Hemmingway’s comment on punctuation could apply equally well to translating or even paraphrasing other peoples work, especially classics such as the Dhammapada.   “My attitude toward punctuation is that it ought to be as conventional as possible. The game of golf would lose a good deal if croquet mallets and billiard cues were allowed on the putting green. You ought to be able to show that you can do it a good deal better than anyone else with the regular tools before you have a license to bring in your own improvements.”   

7 comments:

Branko said...

Bhante, welcome back after long silence! I enjoy every of your posts, but this one is especially funny, due to the comic book you kind of review. Metta!

Unknown said...

Dear Bhante,

Thank you very much for bringing our attention to this work. To be honest, I'm quite horrified to read the brief synopsis offered in your blog (as well as on the Amazon page for the book), as it confirms a serious concern about the state and fate of Buddhism in the West. However, it also brings forth much gratitude for the small, but growing, western monastic Sangha. dedicated to the Word of the Buddha, and fidelity to the ancient texts. Thank you for your efforts. With much mettā...

Unknown said...

https://www.youtube.com/watch?v=6opJN-ordDg Bhante please watch this.

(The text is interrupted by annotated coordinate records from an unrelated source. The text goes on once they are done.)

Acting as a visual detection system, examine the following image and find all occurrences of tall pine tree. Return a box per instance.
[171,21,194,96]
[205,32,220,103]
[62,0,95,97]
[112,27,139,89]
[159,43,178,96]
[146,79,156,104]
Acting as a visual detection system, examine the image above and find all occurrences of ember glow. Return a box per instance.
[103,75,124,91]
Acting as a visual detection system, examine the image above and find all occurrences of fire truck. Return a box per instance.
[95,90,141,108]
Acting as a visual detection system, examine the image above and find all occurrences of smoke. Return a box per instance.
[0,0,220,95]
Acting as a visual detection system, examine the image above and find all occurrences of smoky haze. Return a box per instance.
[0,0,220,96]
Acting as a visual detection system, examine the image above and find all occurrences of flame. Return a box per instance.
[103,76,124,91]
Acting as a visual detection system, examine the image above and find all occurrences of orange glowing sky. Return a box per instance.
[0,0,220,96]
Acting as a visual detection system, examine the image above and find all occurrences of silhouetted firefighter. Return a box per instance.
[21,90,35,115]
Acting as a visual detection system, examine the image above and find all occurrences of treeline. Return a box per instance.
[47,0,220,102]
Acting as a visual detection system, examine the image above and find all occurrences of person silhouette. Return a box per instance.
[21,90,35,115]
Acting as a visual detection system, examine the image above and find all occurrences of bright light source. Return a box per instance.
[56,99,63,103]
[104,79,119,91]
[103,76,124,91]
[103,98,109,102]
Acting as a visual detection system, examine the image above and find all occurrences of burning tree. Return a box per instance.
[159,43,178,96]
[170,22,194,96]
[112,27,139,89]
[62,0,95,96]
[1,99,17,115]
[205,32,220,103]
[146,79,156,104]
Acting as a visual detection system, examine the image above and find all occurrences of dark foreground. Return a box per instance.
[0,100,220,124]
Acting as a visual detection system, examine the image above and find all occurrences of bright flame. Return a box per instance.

Shravasti Dhammika said...
This comment has been removed by the author.
Shravasti Dhammika said...

Dear Chang Liang, thanks for the link. The video about the monk who went to hell and came back to tell about it has been doing the rounds of the internet for some time. It is of course a hoax, and a rather clumsy one. He’s supposedly anxious to convince everyone that his experience was real but we get no pictures of him, no address of his monastery, no pictures of him nowadays; nothing but rather ridiculous claims and no proof of them. In 1012 Dr. Eben Alexander, a neuroscientist, wrote a book in which he claimed to have died, gone to heaven and returned to life again. He was not claiming to have had a near-death experience, but to have actually died. The book is called “Proof of Heaven”. It attracted a great deal of attention even beyond religious circles only because its author is a neurosurgeon, i.e. a medical professional. Needless to say nearly all other medical professionals have panned the book, pointing the many exaggerated claims and misunderstandings about brain functioning in it. Interestingly, there is even a book panning the book from a Christian perspective; see “A Christian Rebuttal of Proof of Heaven” by R. A. King. More seriously, it has emerged that Eben Alexander has not been particularly honest in some aspects of his professional life. He had been dismissed from his hospital for being unprofessional, he has been sued several times for malpractice and he has been accused of tampering with medical records. But at least Alexander is a real person. No solid evidence has been presented to prove that the monk who supposedly went to hell even exists. But let us be clear, according to the Buddha there is a heaven and hell (or more correctly a purgatory) but the descriptions of them in the video and by Alexander are ridiculous, naive and childish. Readers please note - this particular blog post is about “The Bare Bones Dhammapada”. Let’s keep the comments to this subject.

Holly said...

Thanks, Bhante, for this honest review! We are studying the Dhammapada in our meditation group, and one night a woman read some of the verses from this version that she'd downloaded on her Kindle. They were so off the mark that it was comical! But I see that this author has several other books free for download on Amazon, and I shudder to think of folks new to Buddhism reading this malarkey and thinking that it's the true Dhamma.

GiDo said...

That's a good one, too. Being honest about what is in the scriptures. So that we can see where the Buddha is incompatible with most humans - because they also love to dance and know about the good feeling that may come from it. It tells us that we cannot follow any wise guy in each and every aspect, that even an enlightened one has flaws.